The role of chess in the development of artificial intelligence.
Chess is one of the oldest strategic games in the world and has long been a challenge for artificial intelligence. Developing chess programs is an important step in the development of this field, allowing us to understand the complexity of the game and solve increasingly difficult strategic problems.
In this article, we will examine the development of chess programs in the history of artificial intelligence, the success of the Deep Blue program and its significance for this field, and the challenges facing chess programs in the future.

Chess as a challenge for artificial intelligence
Chess is one of the oldest strategic games in the world and requires players to have the ability to plan, predict, and make quick decisions. For computers, such tasks were difficult to perform, and creating chess programs was a challenge for scientists working in artificial intelligence.
Scientists began working on creating chess programs as early as 1950, but they still were weak compared to humans. It wasn't until 1986 that the Hitech program by David Levy defeated a human in a game of chess, and in 1990 the Deep Thought program by IBM won a chess tournament.
However, the greatest achievement was the victory of the Deep Blue program over two-time world champion Garry Kasparov in 1996. This was an important accomplishment in the field of artificial intelligence and showed that computers could be better than humans in a strategic game like chess.

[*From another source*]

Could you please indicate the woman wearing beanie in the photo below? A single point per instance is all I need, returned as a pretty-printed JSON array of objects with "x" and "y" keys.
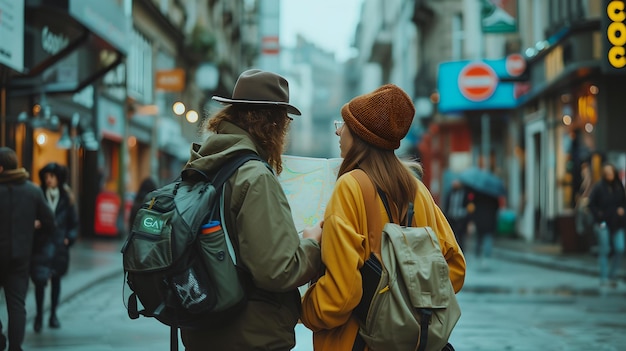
[
  {"x": 374, "y": 125},
  {"x": 52, "y": 258}
]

Famous chess games between computers and humans
Some famous chess games between computers and humans include:
The victory of the Hitech program by David Levy over a human in 1986
The victory of the Deep Thought program by IBM over a human in 1990
The victory of the Deep Blue program over Garry Kasparov in 1996
The victory of the Hydra program over the world chess champion in 2006
The victory of the AlphaZero program by Google over the Stockfish program in 2018.

The development of chess programs in the history of artificial intelligence
After the victory of the Deep Blue program over Garry Kasparov in 1996, the development of chess programs greatly accelerated. Earlier important achievements included the victory of the Hitech program by David Levy in 1986 and the victory of the Deep Thought program by IBM in 1990.
The Hitech program used a technique of game tree search, allowing for the analysis of many possible moves and the selection of the best one.
The Deep Thought program, on the other hand, used a more advanced method of game tree search, allowing for better prediction of the opponent's moves.
Meanwhile, the Deep Blue program used a large amount of computational power to search through a very large number of possible moves and choose the best one. Thanks to these methods, these programs were able to defeat even the best chess players in the world.
This development of chess programs is important for the advancement of artificial intelligence, as chess requires computers to have the ability to plan, predict, and make quick decisions. Understanding the complexity of chess also helps in solving other strategic problems.

Challenges for chess programs in the future
Although chess programs have achieved impressive successes, there are still challenges that these programs face. One of them is learning how to play chess without explaining the rules or giving any hints. In the case of the AlphaZero program by Google, scientists taught it to play chess by allowing it to play thousands of games against itself, which allowed it to develop its own strategies. This approach to learning is known as machine learning and can be applied to solving other problems.
Another challenge is designing a program that can play chess like a human. Previous chess programs have used a large amount of computational power to search through a large number of possible moves and choose the best one. However, humans often rely on intuition and experience in playing chess, which allows them to make decisions faster and more effectively.
Therefore, one of the challenges for chess programs in the future will be to design a program that can mimic human ways of thinking and decision-making in chess.
Summary
Chess is one of the oldest strategic games in the world and has been a challenge for artificial intelligence for many years. Creating chess programs is an important step in the development of this field, allowing for the understanding of the complexity of the game and the ability to solve increasingly difficult strategic problems.
Chess programs have achieved impressive successes, such as the victory of the Deep Blue program over Garry Kasparov in 1996, but there are still challenges that these programs face, such as learning without explaining the rules and mimicking human ways of thinking and decision-making in chess.